No quarto de século após a Segunda Guerra Mundial, os altos lucros recebidos pelas corporações estadunidenses graças ao seu lugar excepcional no mercado mundial permitiram que laboratórios corporativos pudessem se engajar em projetos de pesquisa sem aplicação comercial imediata. Mas mesmo nessa época, o financiamento público era responsável por cerca de dois terços de todas as pesquisas e investimento em desenvolvimento nos EUA, criando as bases para os setores de alta-tecnologia de hoje.

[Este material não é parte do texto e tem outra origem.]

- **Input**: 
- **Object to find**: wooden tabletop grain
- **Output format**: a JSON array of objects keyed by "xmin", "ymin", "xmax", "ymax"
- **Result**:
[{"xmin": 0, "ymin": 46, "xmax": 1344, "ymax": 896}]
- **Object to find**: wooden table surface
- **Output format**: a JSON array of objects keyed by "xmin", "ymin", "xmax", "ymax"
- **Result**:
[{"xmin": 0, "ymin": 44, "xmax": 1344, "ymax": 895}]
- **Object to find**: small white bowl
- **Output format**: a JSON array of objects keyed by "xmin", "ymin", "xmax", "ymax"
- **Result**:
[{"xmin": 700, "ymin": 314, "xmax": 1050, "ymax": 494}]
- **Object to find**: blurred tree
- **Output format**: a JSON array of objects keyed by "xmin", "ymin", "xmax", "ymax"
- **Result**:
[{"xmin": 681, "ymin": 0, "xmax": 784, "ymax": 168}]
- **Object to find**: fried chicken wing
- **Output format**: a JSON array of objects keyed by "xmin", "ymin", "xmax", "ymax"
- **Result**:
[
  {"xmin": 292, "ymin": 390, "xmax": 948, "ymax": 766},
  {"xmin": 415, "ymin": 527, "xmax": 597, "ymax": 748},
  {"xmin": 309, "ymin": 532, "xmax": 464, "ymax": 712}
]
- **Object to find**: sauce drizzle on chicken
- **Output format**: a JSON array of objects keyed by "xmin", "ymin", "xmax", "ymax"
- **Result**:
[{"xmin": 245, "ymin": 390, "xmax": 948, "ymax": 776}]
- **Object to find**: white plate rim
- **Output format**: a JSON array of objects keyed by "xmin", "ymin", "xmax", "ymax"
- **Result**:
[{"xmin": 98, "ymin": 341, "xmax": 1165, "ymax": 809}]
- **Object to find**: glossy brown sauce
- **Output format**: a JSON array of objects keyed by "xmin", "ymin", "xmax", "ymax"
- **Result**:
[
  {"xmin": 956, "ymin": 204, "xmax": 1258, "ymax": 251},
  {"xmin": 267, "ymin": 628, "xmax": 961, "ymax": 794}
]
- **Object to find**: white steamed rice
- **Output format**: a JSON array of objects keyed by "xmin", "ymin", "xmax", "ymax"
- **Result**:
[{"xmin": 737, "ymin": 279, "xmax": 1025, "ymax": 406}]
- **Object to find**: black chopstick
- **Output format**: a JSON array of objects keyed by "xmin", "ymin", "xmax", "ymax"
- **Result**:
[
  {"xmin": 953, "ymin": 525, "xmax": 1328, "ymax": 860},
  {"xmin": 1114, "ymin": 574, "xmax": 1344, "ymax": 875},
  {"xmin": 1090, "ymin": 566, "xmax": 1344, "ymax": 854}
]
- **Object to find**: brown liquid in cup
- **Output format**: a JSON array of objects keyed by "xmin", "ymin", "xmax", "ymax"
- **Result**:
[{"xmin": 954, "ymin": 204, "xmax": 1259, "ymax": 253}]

Com o aumento da competição do Capital japonês e europeu nos anos 70, o financiamento do setor privado para pesquisa e desenvolvimento aumentou. Porém, projetos de longo prazo foram praticamente abandonados inteiramente em favor do desenvolvimento de produtos e projetos de pesquisa aplicada prometendo vantagens comerciais no curto e médio prazos.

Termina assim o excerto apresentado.